Over the past few weeks, I've been really looking at the traffic on my site. According to the analytics I'm seeing, the pages that deal specifically with Jekyll related topics consistently sit at the top of the list.
That got me thinking; why are so many people looking for answers? So I went searching.
What I found is that there aren't a lot of tutorials or guides that walk you through everything I think you need to know. Sure, there are some pretty good ones, but I want to take it a step further.
Not only do I want to cover all of the features that come with Jekyll, I also want to cover some advanced topics like adding comments via Disqus, or building plugin, or getting code highlighting set up.
I want to write the book in such a way that someone who only has HTML and CSS knowledge could learn to use Jekyll. One of the things that I see a lot with the other tutorials out there is that they assume the reader has prior programming knowledge.
What I'm finding is that a lot of people who have reached out to me are not programmers. They know that using a tool like Jekyll can save them time, but they get lost.
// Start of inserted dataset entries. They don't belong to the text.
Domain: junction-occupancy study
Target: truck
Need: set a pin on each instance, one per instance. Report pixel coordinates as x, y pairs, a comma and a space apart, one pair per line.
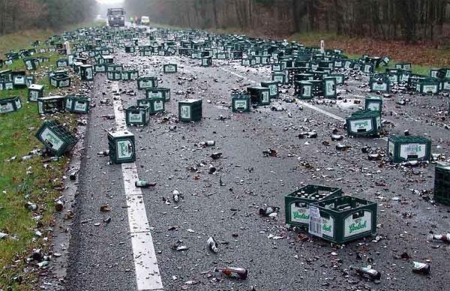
116, 17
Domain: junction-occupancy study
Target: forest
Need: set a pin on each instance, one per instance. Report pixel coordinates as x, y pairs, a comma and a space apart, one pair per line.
18, 15
410, 20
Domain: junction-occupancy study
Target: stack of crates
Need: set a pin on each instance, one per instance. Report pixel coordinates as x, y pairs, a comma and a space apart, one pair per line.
190, 110
442, 184
343, 219
10, 104
408, 148
121, 147
56, 137
364, 123
296, 204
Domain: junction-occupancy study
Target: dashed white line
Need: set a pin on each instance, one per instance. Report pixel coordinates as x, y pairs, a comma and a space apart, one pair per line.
146, 267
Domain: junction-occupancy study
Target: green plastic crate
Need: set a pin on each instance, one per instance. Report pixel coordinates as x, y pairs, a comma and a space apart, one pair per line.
51, 104
240, 102
343, 219
155, 105
259, 95
158, 92
77, 104
122, 147
408, 148
56, 138
364, 123
10, 104
170, 68
137, 115
373, 103
190, 110
296, 204
35, 91
442, 184
147, 82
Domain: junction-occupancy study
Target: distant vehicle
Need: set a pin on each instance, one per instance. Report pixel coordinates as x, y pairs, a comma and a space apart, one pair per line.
116, 17
145, 20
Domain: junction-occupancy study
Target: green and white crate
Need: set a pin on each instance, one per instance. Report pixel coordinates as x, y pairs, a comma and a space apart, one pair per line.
51, 104
364, 123
122, 147
190, 110
35, 91
11, 104
158, 92
259, 95
408, 148
373, 103
273, 88
147, 82
170, 68
137, 115
296, 204
343, 219
240, 102
77, 104
56, 137
442, 183
155, 105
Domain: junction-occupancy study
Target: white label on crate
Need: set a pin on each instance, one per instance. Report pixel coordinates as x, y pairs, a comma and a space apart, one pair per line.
430, 89
159, 105
240, 104
356, 225
6, 107
315, 221
373, 106
299, 214
266, 98
361, 125
81, 106
185, 112
379, 87
51, 139
413, 150
124, 149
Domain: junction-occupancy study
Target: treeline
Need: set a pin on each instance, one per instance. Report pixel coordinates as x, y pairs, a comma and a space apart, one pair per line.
409, 20
18, 15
I'm hoping that with this book - or rather, advanced tutorial - I will be able to find the right amount of "hand holding" but also have enough to win over seasoned programmers.
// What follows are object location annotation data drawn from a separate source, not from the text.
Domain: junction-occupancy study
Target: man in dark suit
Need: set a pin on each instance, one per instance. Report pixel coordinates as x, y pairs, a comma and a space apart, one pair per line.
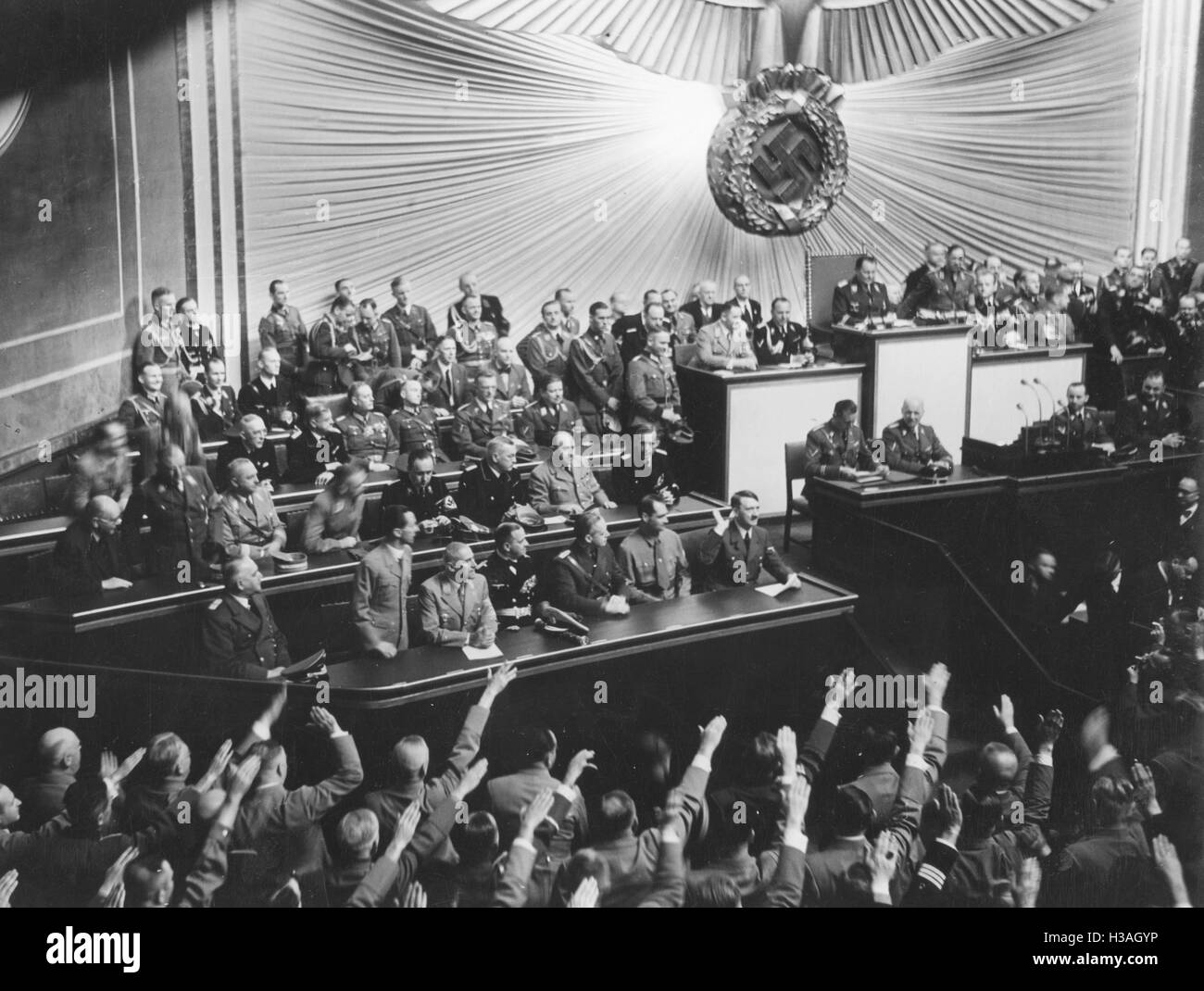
445, 382
239, 634
734, 549
88, 558
859, 299
586, 577
705, 309
381, 584
253, 445
490, 306
177, 501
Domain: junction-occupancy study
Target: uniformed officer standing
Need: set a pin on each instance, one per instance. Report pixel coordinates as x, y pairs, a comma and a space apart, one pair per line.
382, 582
490, 488
240, 637
454, 605
245, 522
1078, 426
549, 414
596, 370
838, 448
911, 445
1148, 417
861, 299
585, 578
510, 576
366, 433
653, 558
653, 385
565, 483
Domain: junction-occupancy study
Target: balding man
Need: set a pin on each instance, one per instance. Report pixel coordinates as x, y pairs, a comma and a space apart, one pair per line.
410, 763
245, 522
490, 306
251, 445
703, 309
454, 605
88, 558
239, 634
913, 445
58, 760
565, 483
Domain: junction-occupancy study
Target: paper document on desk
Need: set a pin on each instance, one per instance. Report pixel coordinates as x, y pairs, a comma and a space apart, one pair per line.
483, 653
773, 592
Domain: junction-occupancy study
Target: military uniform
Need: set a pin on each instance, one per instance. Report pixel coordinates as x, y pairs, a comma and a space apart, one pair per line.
241, 642
909, 449
853, 301
283, 329
1139, 421
582, 578
476, 426
510, 588
452, 613
486, 496
378, 597
245, 521
653, 388
264, 458
368, 437
541, 421
417, 430
657, 564
553, 486
834, 445
1084, 429
433, 501
597, 376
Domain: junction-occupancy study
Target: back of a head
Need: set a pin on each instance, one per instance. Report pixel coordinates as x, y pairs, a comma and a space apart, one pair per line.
617, 817
711, 891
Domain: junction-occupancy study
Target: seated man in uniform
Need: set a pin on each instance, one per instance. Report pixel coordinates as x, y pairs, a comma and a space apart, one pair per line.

The book will be written against Jekyll 2.0. I've got the 30,000 foot view of the book laid out and have even started fleshing out a few chapters. I see the book being in 3 parts: intro, core features, advanced topics.
The intro section will cover the basics like who the book is for, information about me, installing Jekyll, and building a site with the default generator. This is the "hello, world" section of the book.
The core features section will cover building a site from scratch using Jekyll. I want to focus on the functionality that comes packed in Jekyll without any external dependencies or plugins. I don't think people realize just how powerful the core feature-set of Jekyll really is.
Finally, the advanced features section will be a "choose your own adventure" layout for the chapters. Each chapter will cover a specific topic like adding comments to posts, adding code highlighting, or writing your own plugin. Readers can pick and choose which chapters they want to read and in any order they want to read them.
I'm really excited about this and would love to hear what people think. Right now, I'm thinking about selling the book for around $25. I'll also have a free version that will have enough to, hopefully, help you decide that the price is worth it.
Let me know what you think. Is this something you'd be interested in?